No doubt, this is due to that long term development of the brain that takes some 25 years to complete. Prior to completion, it always knows it all while knowing almost nothing. But as brain development moves to fruition, patience grows. We gain the insight of time - that it takes time and our willingness to occupy it to succeed at anything we wish to do.
Surely, besides the opportunity for cheap or unpaid labor, this is the intent of apprenticeship. One learns by doing and doing it over and over again. School can give you a lab where you learn the principles and see how they are applied but only in real-world engagement does the application of those principles come into its own.
The real world differs from the lab by complexity. A lab limits the variables so you can see the immediate actions and affects of what you are studying. The real world doesn't behave this way.

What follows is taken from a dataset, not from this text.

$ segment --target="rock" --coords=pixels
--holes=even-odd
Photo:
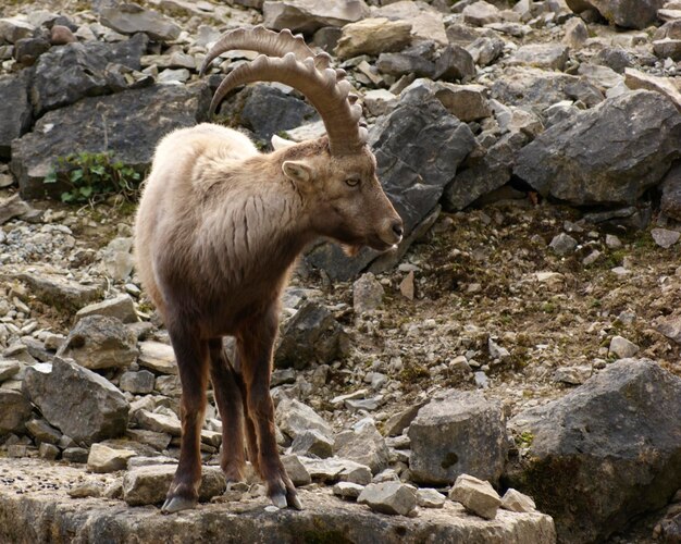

It's a mess of onrushing, chaotic interactions where nothing goes according to plan and anything can and will happen.
Where in the lab we learn to actually make the affect happen, in the real world, we learn to massage the nuance of flowing changes to guide our efforts towards an acceptable success.
That may or may not work. Which means, in the real world, we have to adapt and realign, reassert, maybe succeed, maybe fail but in the end, deliver what we said we were going to do. A Master Craftsman was explained to me, "An apprentice knows how to do everything correctly. A Journeyman knows what mistakes are acceptable." That has been the case from before the beginning.
Your success in anything is a mix of outcomes over time. If we get caught in evaluating ourselves only on outcomes, we will be creatures of mixed, if not, disappointing success.
If, however, we become a creature of process, of ongoing effort in our art, we become the art itself, the work in progress, the very motion of becoming more than we were before.
We improve over time.
Improvement never needs to be that much. It can just be a little. A little improvement, sequentially stacked into a string of improvement normally leads to something better. No matter what you're trying to do, setting tiny improvement in play and letting it run through your life like a little background plot sets a hum in motion that, over time, lights up.
Its good to light up. Everything improves when we do.
Ignition that grabs your electrons and channels them into a stream of expression that gets stuff done, makes change. Moving into tomorrow is simply worthwhile for all of us.
We are surrounded by the news of how we do that. Access is everywhere. All we have to do is reach, fit into something and put in in motion. Then...
Lean into something better until it is.